There was once an ugly old witch who lived all by herself on the edge of a forest. She hadn’t asked to be ugly, or old, or a witch, but that’s how she had ended up and she intended to make the best of it. She dutifully stirred her cauldron, which simmered and hissed appropriately. She stroked her black cat, who purred happily. She hummed to herself and wondered what to make for dinner.
Suddenly, there was a knock on the door. The witch opened it to find two rosy-cheeked children looking quite anxious.
“Excuse us,” said one of the children, maybe it was a boy, the witch never could really tell with children, “it’s getting dark and we’re a long way from home and we were wondering if we could stop here for a while? This forest houses many dangerous creatures and we wouldn’t want to be caught out with them at night.”
The witch had absolutely no idea what to do about children, but she opened the door wider. “Of course, my dears,” she said. “I was just about to start making supper. You’re welcome to stay.”
The children came in and the witch closed the door behind them. They noticed the cauldron simmering and hissing. They spotted the black cat.
“Oh no,” one of them said, looking at the other one, “I think we’ve gone and stumbled into a witch’s house!”
“Well of course you have,” said the witch. “Didn’t you know that’s where you were?”
The two children shook their heads. “Are you going to eat us?” one of them asked.
“Eat you?” exclaimed the witch. “Whatever for? Are you volunteering to be my supper? No, of course I’m not going to eat you. Come on now, sit down and I’ll see about getting something together that we can all enjoy.”
The witch flicked through her grimoire, hoping to find a spell that would tell her how to make a roast pheasant or something. “Sorry,” she said, “looks like the best I’ll be able to do is stew.” She spoke the incantation, and three bowls of stew appeared.
The children took the stew hesitantly, wondering if it was a trap. “I promise, it’s not poisoned,” the witch said. “Look, I’ll go first.” She took a bite.
Seeing that the witch wasn’t poisoned, the children both began to eat.
“So why were you children out in the forest in the first place?” the witch asked.
The children shrugged. “We’re children in a forest in a story about a witch,” one of them explained. “Wandering around and getting lost is kind of what we do.”
“Oh,” the witch replied, thinking. “Is it fulfilling, that line of work?”
The children shook their heads. “Not really.”
“No, mine either, if I’m honest,” the witch said. “Well, look, I’m a witch. Why don’t I just cast us a spell to stop being a witch and children lost in a forest, and make us something else instead?”
“That sounds great!” the children both replied, clapping their hands.
The witch consulted her grimoire and waved her wand. With a poof! and a cloud of emerald smoke, the children became mice. “Is that better?” she asked.
The mice squeaked shrilly and shook their heads.
“Hm,” murmured the witch, flipping a few pages in her grimoire. She waved her wand again. Poof! A pair of wolves stood where the mice had been, snarling and baring their fangs.
“Nope, no good,” said the witch, quickly scanning the grimoire.
Poof! The wolves were replaced with snakes. “Better?” A forked tongue hissed disagreement.
“Look, I just don’t know what you want,” said the witch. A wave of her wand turned them back into children.
One of the children asked the witch, “What do you want to be? Maybe that will help us figure all this out.”

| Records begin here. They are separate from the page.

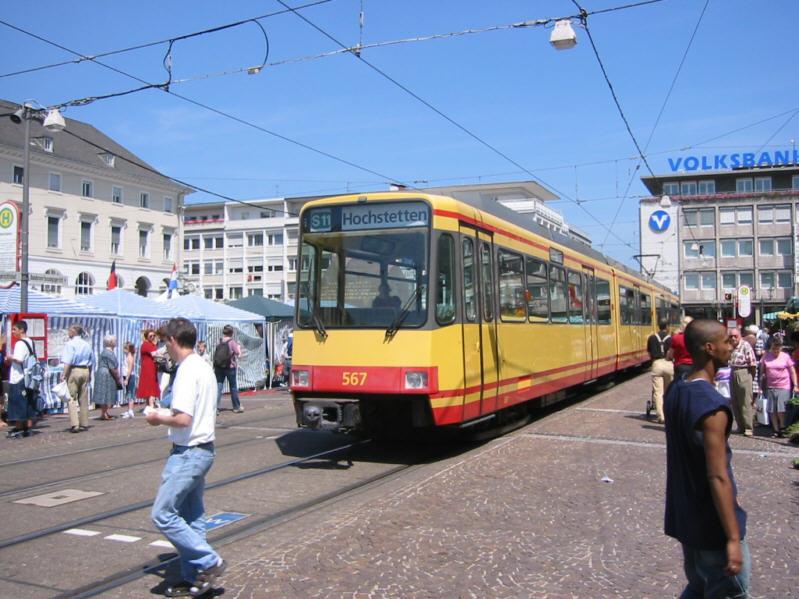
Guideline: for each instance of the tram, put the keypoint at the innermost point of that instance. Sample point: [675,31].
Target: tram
[420,311]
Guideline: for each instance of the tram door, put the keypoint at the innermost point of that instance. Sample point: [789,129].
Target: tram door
[591,331]
[479,327]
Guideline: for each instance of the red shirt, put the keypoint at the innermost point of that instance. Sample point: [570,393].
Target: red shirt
[679,351]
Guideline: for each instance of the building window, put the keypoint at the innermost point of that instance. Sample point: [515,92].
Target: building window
[53,231]
[116,239]
[85,236]
[707,187]
[52,287]
[728,248]
[671,189]
[55,182]
[144,243]
[84,284]
[168,248]
[762,183]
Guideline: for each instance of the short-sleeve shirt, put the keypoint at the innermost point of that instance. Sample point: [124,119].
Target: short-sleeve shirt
[21,352]
[777,370]
[691,515]
[743,355]
[679,351]
[77,352]
[194,393]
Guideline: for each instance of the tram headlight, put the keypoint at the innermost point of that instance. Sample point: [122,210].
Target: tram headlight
[300,378]
[415,379]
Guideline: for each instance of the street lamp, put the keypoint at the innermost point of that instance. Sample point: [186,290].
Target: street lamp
[52,121]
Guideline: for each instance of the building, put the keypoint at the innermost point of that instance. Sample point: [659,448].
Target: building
[233,249]
[721,230]
[90,207]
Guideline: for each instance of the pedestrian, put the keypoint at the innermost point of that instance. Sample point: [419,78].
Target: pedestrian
[678,353]
[21,408]
[129,376]
[178,507]
[658,346]
[78,360]
[778,379]
[202,351]
[107,380]
[148,376]
[702,510]
[743,364]
[226,357]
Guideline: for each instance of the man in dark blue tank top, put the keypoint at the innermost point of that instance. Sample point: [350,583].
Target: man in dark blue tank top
[702,510]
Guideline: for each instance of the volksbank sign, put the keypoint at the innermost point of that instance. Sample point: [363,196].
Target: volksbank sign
[717,162]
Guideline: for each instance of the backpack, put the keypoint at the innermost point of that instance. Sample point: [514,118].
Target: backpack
[222,355]
[32,370]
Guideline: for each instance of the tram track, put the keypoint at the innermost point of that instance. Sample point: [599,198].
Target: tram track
[133,507]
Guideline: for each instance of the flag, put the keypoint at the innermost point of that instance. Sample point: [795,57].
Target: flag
[112,278]
[173,282]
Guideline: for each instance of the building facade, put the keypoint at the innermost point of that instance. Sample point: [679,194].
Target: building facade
[233,250]
[723,230]
[90,207]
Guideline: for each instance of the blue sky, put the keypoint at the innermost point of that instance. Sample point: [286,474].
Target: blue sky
[549,111]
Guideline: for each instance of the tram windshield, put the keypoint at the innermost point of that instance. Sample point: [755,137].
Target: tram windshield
[363,278]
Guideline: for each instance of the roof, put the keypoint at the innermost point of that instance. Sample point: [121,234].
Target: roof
[270,309]
[70,148]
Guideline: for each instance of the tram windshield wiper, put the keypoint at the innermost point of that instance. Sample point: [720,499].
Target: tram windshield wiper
[403,313]
[319,326]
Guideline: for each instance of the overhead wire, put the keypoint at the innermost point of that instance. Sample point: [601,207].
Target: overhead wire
[446,117]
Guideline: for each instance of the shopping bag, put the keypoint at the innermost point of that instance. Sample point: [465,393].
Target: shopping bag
[61,391]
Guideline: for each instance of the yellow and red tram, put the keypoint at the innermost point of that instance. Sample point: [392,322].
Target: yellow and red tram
[416,310]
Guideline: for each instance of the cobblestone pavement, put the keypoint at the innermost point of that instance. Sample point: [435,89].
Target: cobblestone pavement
[527,515]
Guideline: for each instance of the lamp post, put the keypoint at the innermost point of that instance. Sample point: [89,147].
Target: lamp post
[52,121]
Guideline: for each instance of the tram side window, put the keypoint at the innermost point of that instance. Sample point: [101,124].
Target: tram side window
[626,304]
[557,293]
[511,288]
[646,308]
[445,292]
[469,295]
[603,314]
[537,290]
[575,297]
[487,282]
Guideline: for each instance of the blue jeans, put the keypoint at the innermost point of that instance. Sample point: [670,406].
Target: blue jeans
[230,375]
[178,509]
[706,578]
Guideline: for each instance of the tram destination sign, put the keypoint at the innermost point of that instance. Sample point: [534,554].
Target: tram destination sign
[365,217]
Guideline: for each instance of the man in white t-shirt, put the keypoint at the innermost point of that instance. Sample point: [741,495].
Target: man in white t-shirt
[178,508]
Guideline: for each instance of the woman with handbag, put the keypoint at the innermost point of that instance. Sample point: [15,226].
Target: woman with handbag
[107,381]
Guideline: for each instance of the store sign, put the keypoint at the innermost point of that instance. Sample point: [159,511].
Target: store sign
[659,221]
[744,301]
[9,236]
[716,162]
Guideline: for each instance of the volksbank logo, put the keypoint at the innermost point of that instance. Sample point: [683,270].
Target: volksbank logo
[659,221]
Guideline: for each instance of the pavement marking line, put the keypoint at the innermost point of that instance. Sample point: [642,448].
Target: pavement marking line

The witch tapped her warty chin with a gnarled finger. “Honestly, I just want to be left alone. Not hunted by knights or sought by princesses or thrown into an oven by frightened children.”
“Thrown into an oven?”
“It happened to my old friend Maude. Kids can be really terrible, you really have no idea.”
The children looked dismayed. Then one of them brightened. “What if we stay here and call you Granny? And we can help with the cooking, and feeding the chickens, and we’ll cut firewood and tend the well.”
“Call me Granny, eh? So I wouldn’t be the witch in the forest, I’d be the nice Granny to the wayward children. Now that’s an idea.”
So the children stayed with the old witch and did their best to earn their keep. She didn’t really need their help with the chores, but it was nice to have someone to talk to, and pretty soon knights and hunters and other fairytale heroes stopped dropping in unexpectedly to try to slay the villain witch. Before long even the nearby village had heard about the nice foundling children in the forest and their kind old Granny who looked after them all by herself. They worried slightly that she could be eaten by a great wolf, but the children assured them that the only wolves nearby were quite pleasant and really only came around to chew the stew bones Granny tossed out.
And they all lived happily ever after, without anybody having to be shut in an oven.